Let's put things into context...

The highest number of runs ever conceded in a first-class match in a single over is 77.

Now if you think about it, even if all the 6 deliveries are legal, you can concede more than 36 runs in an over. You know, overthrows and stuff. But the possibility of that happening is very, very rare.

So let's get back to the original number - 77.

It took place in New Zealand in a first-class game between Wellington and Canterbury. Wellington bowler Bert Vance bowled a 22-ball over to give away that magic number. It's not a record he would want to hold, but I'm sure he was secure with it. I'm sure he thought no one in the world would ever break it.
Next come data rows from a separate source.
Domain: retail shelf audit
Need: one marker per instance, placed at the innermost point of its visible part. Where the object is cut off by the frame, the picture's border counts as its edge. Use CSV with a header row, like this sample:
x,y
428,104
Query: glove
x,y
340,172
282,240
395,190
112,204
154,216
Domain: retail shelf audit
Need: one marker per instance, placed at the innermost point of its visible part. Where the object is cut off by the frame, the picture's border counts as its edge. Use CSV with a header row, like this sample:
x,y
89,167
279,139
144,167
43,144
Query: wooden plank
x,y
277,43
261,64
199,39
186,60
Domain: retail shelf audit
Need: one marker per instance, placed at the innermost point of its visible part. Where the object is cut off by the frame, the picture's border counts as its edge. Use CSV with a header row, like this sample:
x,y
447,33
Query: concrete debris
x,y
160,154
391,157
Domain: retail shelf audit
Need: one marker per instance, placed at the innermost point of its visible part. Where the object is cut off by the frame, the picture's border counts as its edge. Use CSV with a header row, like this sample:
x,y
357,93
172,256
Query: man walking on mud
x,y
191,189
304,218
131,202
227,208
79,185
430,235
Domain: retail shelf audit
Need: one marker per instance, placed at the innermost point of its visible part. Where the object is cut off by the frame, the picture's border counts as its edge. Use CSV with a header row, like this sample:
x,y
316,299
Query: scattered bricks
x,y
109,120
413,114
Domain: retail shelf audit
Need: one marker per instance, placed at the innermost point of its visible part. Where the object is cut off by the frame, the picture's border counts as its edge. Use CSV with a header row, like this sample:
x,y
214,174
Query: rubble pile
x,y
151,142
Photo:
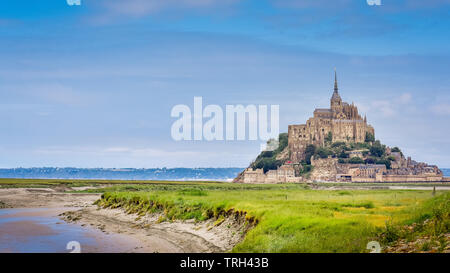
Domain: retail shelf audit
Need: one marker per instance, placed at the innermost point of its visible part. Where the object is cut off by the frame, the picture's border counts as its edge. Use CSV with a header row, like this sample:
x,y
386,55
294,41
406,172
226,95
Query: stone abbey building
x,y
340,123
342,120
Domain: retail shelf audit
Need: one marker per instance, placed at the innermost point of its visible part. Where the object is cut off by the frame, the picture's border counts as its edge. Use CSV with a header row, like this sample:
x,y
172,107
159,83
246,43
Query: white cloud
x,y
441,109
141,8
386,108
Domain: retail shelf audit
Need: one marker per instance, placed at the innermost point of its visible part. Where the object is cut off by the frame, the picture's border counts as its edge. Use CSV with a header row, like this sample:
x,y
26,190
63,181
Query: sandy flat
x,y
146,231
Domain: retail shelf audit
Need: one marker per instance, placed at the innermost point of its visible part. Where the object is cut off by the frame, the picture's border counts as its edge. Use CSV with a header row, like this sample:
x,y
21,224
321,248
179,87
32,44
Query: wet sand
x,y
45,220
38,230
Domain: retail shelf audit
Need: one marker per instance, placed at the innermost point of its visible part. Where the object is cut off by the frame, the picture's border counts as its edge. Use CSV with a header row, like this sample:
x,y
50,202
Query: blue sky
x,y
93,85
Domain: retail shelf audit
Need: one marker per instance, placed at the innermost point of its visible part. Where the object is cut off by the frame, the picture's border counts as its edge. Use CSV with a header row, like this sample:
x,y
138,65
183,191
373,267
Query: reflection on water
x,y
40,230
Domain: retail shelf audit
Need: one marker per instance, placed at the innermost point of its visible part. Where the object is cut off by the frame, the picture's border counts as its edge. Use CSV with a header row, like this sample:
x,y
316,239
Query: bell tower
x,y
336,101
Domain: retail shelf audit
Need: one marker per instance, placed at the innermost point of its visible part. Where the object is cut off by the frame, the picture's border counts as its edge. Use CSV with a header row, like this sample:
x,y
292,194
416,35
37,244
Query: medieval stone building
x,y
342,120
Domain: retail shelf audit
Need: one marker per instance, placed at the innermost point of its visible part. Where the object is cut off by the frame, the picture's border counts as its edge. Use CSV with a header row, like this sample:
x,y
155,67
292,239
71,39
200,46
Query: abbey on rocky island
x,y
340,123
336,145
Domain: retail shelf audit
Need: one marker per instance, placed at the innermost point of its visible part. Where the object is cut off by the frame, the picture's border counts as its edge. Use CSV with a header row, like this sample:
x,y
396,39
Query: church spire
x,y
335,81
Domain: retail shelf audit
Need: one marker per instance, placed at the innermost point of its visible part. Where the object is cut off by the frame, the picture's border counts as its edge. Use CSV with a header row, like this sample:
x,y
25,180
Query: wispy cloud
x,y
109,10
387,108
442,109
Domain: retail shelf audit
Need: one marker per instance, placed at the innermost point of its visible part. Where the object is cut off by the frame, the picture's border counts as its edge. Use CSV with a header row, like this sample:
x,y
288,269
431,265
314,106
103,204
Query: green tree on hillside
x,y
369,137
377,149
309,152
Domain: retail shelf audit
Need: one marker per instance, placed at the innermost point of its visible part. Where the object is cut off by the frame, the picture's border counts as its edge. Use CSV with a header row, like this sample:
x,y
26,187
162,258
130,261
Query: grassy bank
x,y
289,219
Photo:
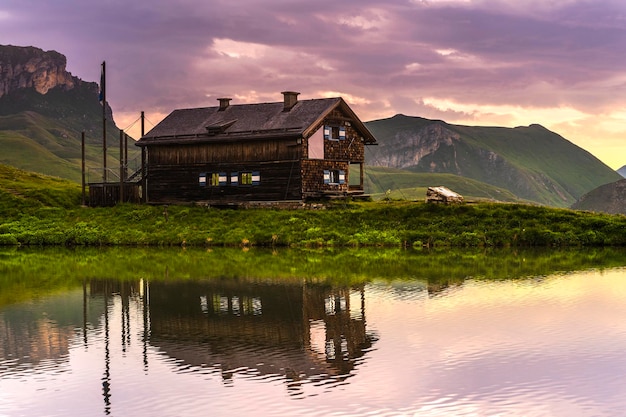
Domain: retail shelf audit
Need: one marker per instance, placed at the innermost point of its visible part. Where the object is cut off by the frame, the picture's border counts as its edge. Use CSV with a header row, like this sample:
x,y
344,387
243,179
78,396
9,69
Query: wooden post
x,y
104,121
125,156
82,153
144,181
121,166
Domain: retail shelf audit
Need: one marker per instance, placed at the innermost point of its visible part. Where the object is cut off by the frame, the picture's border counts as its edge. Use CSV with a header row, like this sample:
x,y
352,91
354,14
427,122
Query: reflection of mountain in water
x,y
41,330
300,331
293,330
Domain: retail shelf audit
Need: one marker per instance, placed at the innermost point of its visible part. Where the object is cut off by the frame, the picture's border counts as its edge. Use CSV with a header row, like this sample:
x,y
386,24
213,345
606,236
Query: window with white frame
x,y
334,132
334,176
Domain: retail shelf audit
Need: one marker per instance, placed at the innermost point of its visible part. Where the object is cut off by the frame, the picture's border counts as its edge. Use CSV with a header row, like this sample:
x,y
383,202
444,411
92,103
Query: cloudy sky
x,y
559,63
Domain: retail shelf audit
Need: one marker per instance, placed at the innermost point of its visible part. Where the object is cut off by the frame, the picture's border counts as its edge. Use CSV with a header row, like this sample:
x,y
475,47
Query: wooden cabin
x,y
294,150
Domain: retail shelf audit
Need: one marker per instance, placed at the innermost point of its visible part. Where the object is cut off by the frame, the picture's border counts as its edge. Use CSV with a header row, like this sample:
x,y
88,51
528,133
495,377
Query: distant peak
x,y
31,67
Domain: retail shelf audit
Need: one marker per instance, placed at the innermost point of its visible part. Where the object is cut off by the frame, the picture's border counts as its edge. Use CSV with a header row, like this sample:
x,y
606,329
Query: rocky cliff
x,y
30,67
532,162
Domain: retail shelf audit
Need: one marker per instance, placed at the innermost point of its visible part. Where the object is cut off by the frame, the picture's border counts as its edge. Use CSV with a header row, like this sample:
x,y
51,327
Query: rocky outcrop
x,y
407,148
608,198
30,67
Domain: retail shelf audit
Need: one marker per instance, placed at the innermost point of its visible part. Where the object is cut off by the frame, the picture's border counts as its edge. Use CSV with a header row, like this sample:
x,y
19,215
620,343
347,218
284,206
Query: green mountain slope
x,y
382,182
42,133
608,198
21,189
532,162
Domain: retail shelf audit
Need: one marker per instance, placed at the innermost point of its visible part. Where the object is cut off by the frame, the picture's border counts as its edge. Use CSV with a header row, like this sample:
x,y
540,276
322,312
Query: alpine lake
x,y
320,332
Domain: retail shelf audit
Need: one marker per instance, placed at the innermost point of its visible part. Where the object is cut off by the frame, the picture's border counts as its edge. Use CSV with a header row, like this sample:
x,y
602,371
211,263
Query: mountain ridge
x,y
43,111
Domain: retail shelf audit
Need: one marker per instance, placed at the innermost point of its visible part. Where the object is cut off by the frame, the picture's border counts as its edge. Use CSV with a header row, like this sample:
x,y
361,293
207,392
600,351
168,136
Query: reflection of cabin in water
x,y
299,331
283,151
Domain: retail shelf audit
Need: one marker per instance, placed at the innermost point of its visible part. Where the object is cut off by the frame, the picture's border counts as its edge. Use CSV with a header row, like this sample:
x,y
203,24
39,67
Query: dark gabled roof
x,y
249,121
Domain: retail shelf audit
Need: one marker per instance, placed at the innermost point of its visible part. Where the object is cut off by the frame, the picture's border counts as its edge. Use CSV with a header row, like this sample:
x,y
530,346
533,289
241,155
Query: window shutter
x,y
342,133
256,178
223,179
326,176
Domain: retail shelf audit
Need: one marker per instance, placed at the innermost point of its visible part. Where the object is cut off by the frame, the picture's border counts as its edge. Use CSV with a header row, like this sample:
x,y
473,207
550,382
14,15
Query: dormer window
x,y
334,132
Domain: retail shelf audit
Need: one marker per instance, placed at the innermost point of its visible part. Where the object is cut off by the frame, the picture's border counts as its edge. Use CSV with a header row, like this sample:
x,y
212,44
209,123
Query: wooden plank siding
x,y
179,183
268,140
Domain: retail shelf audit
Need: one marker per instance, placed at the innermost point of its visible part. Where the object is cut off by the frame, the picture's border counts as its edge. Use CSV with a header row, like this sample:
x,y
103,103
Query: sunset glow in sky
x,y
509,63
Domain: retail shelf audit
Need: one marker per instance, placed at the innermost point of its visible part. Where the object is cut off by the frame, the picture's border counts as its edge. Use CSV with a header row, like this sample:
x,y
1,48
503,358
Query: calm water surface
x,y
162,340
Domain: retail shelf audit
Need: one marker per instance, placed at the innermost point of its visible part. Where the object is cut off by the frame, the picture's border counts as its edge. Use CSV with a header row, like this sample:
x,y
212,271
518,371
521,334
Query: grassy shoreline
x,y
40,210
388,224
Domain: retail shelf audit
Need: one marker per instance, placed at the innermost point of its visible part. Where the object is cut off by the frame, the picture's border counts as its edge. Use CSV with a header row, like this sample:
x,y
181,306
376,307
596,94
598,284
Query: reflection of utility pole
x,y
106,380
85,312
146,322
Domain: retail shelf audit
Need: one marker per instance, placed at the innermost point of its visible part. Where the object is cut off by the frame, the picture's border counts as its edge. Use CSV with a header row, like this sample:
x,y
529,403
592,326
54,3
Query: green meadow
x,y
39,211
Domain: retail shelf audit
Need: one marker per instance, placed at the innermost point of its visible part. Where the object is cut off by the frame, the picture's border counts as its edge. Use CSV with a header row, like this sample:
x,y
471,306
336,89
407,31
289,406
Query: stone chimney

To his relief (or not), he still holds it at the first-class level. But what must have come as shock to him, like it did to us, is that a bowler in Bangladesh, playing in the Dhaka Second Division Cricket League, just gave away 92 runs in just 4 balls!

Source: dhakatribune

Yes, it's true. And the weird part is... he did it on purpose.

His team, Lalmatia, went in to bat first and scored 88 off 14 overs in a 50-over game against Axiom.

Source: scoresbd

Little did Axiom know that the chase would be much easier that they thought!

Lalmatia's opening bowler Sujon Mahmud bowled 65 wides and 15 no balls. And the remaining 12 were scored by the batsmen off the 4 legal deliveries.

Basically Axiom won the game in just 4 balls!

Source: scoresbd

But Sujon did not do it because he wanted to break the record. He did it as a sign of protest against unfair umpiring.

Lalmatia's General Secretary, Adnan Dipon cleared things up and said:

"It started at the toss. My captain was not allowed to see the coin and we were sent to bat first and as expected, the umpires’ decisions came against us. My players are young, aged around 17, 18 and 19. They could not tolerate the injustice and thus reacted by giving away 92 runs in four deliveries."

There have been instances of unfair umpiring and match-fixing in Bangladesh cricket before. But this one just broke a record!